Clausal — scikit-learn (sklearn module)¶
Overview¶
The sklearn module provides predicates for machine learning via scikit-learn. Data flows through tagged tuples — Est, Dataset, Fitted, Split — that unify naturally with Clausal's logic variables.
-import_from(sklearn, [Est, Dataset, Fitted, LoadDataset, Fit, Predict, Score])

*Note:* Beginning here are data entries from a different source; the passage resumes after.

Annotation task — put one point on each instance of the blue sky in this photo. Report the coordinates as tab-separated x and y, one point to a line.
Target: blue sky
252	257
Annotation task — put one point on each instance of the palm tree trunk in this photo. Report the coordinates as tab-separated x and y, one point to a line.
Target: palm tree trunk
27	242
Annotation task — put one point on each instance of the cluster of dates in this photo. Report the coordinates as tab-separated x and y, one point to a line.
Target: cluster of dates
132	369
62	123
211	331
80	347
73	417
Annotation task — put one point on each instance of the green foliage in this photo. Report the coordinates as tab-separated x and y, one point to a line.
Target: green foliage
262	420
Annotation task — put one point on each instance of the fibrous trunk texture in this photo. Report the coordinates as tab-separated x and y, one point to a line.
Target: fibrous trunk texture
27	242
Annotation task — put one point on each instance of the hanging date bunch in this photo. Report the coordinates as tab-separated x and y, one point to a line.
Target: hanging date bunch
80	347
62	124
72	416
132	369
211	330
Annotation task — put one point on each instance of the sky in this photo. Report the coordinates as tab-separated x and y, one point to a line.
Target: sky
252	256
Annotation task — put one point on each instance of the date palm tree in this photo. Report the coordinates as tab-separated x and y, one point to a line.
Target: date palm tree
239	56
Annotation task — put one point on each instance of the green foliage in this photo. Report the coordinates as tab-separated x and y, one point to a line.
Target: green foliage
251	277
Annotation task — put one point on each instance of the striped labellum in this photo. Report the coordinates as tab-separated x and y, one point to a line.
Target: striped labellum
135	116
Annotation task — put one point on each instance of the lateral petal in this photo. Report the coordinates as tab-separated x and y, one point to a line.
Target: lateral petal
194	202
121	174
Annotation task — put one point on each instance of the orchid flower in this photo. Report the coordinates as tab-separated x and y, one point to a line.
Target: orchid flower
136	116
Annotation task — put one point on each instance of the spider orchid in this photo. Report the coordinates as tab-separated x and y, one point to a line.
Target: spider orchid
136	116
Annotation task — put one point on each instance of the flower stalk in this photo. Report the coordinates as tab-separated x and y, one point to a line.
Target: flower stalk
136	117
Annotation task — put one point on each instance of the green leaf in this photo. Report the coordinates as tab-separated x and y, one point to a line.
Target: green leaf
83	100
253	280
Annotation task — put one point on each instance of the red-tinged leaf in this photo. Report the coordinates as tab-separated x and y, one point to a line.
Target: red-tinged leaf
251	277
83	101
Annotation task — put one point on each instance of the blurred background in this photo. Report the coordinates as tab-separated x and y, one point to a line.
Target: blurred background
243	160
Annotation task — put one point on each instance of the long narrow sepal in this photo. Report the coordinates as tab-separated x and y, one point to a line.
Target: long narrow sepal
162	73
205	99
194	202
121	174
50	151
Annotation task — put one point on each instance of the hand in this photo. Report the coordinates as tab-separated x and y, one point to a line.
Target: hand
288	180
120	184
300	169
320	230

TrainAndPredict(ALGO, DATASET, PREDS) <- (
LoadDataset(DATASET, D),
Fit(Est(ALGO, {}), D, F),
D is ("Dataset", X, Y),
Predict(F, X, PREDS)
)
Or via module import:
-import_module(sklearn)
Main <- (
sklearn.LoadDataset("iris", D),
sklearn.Fit(sklearn.Est("random_forest", {"n_estimators": 10}), D, F),
sklearn.Score(F, D, S),
++print(f"Accuracy: {S}")
)
Import¶
-import_from(sklearn, [
Est, Dataset, Fitted, Split,
Algorithm, DefaultParams, ParamKey, MakeEst, Param,
LoadDataset, MakeDataset, SplitData, KFoldSplit, StratifiedSplit,
Fit, Predict, Transform, FitTransform, PredictProba, DecisionFunction,
Score, Metric, CrossValScore, CrossValidate,
ConfusionMatrix, ClassificationReport,
Pipeline, PipelineStep,
GridSearch, RandomSearch, BestParams, BestScore, SearchResults,
Learned, EncodeLabels, Binarize, Normalize, PolynomialFeatures,
SaveFitted, LoadFitted,
kfold
])
Term constructors¶
The module uses tagged tuples as its term language. These are plain Python tuples that unify with is:
| Constructor | Shape | Description |
|---|---|---|
Est(algo, params) |
("Est", algo, params_dict) |
Unfitted estimator description |
Dataset(X, Y) |
("Dataset", X, Y) |
Feature matrix + optional target |
Fitted(est, handle) |
("Fitted", est, handle) |
Fitted estimator (opaque handle) |
Split(train, test) |
("Split", train_dataset, test_dataset) |
Train/test partition |
# skip
% Destructure a dataset
LoadDataset("iris", D), D is ("Dataset", X, Y)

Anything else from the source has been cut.